Ainda existe espaço, como não podia deixar de ser, para o sexo enraivecido tão comum nos filmes do diretor. Curioso é que Pattinson recentemente protagonizou Bel Ami, em que interpretava um verdadeiro José Mayer. Novamente ele tem a oportunidade de se dar bem nas telas e ao longo de sua jornada em busca de um corte de cabelo, ele afogou o ganso com uma secretária (Juliette Binoche), com sua segurança pessoal (inclusive com direito a cenas mais explícitas e uma revelação das preferências sexuais do personagem), podemos dizer que ele teve uma transa mental com outra assistente, e ainda tentou desesperadamente comer a esposa, que sempre negava fogo e resolveu encerrar o relacionamento depois de notar um cheiro inconfundível de sexo no marido.

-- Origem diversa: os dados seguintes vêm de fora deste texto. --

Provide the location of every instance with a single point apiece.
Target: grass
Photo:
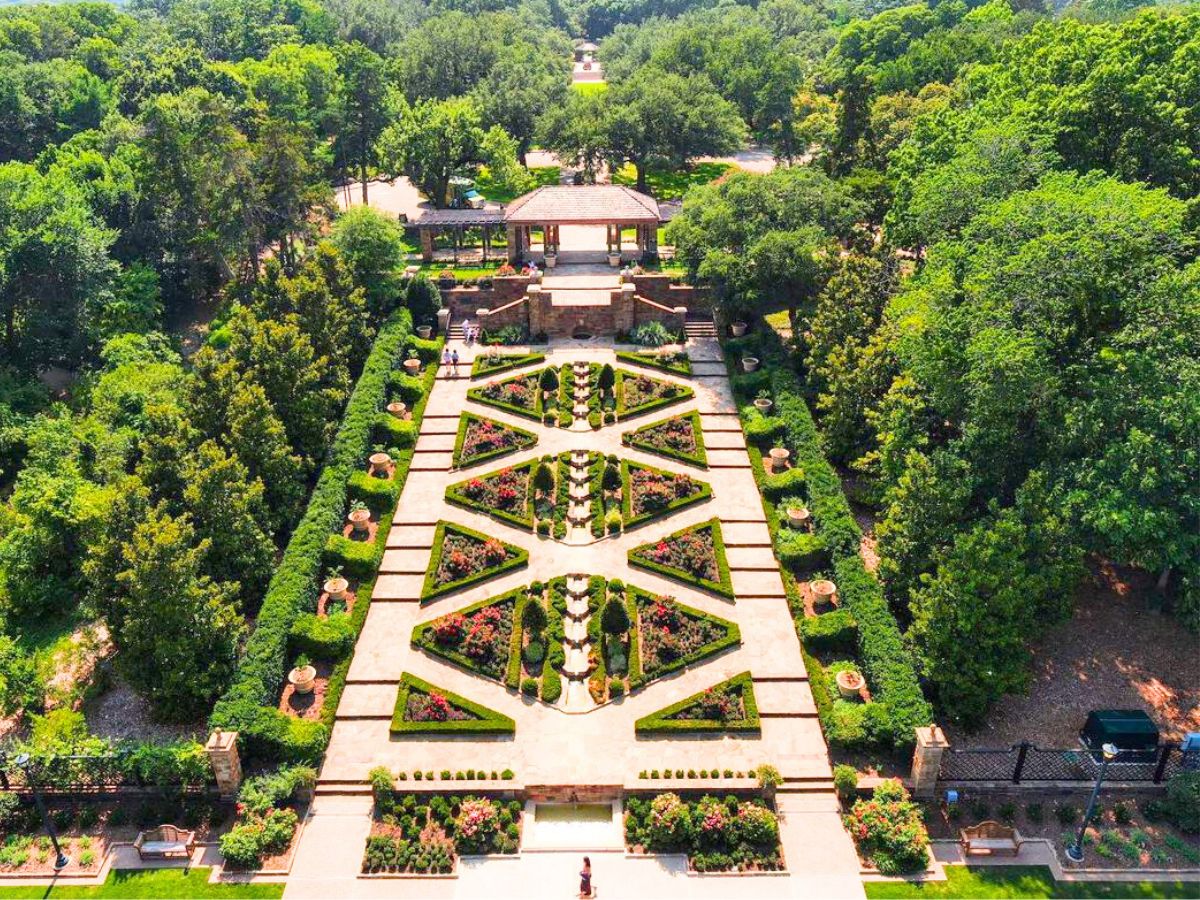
(672, 185)
(157, 883)
(1023, 881)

Ao escalar Robert Pattinson para protagonizar a adaptação, Cronenberg demonstrou ousadia e inteligência. Primeiro que Pattinson é um ator do momento, com uma grande base de fãs adolescentes por conta do seu trabalho nos filmes da Saga Crepúsculo. Independente da ausência de qualidade dos filmes da série, o ator nunca demonstrou ter personalidade e profundidade em suas atuações, sendo sempre um sujeito sem expressão. E é exatamente por este motivo que Cronenberg acertou em cheio na hora de definir o seu elenco. Packer é um personagem de expressões vazias, um rosto bonito, mas completamente sem vida, um produto, uma apresentação perfeita do resultado de tudo que é contestado por Chuck Palahniuk em O Clube da Luta. Note que Packer em momento algum cruza seu olhar com seu segurança pessoal. Ele apenas escuta, contrariado, e segue as recomendações. Ele se sente acima de todos e altamente protegido dentro do seu bunker de quatro rodas e protegido dos perigos da cidade.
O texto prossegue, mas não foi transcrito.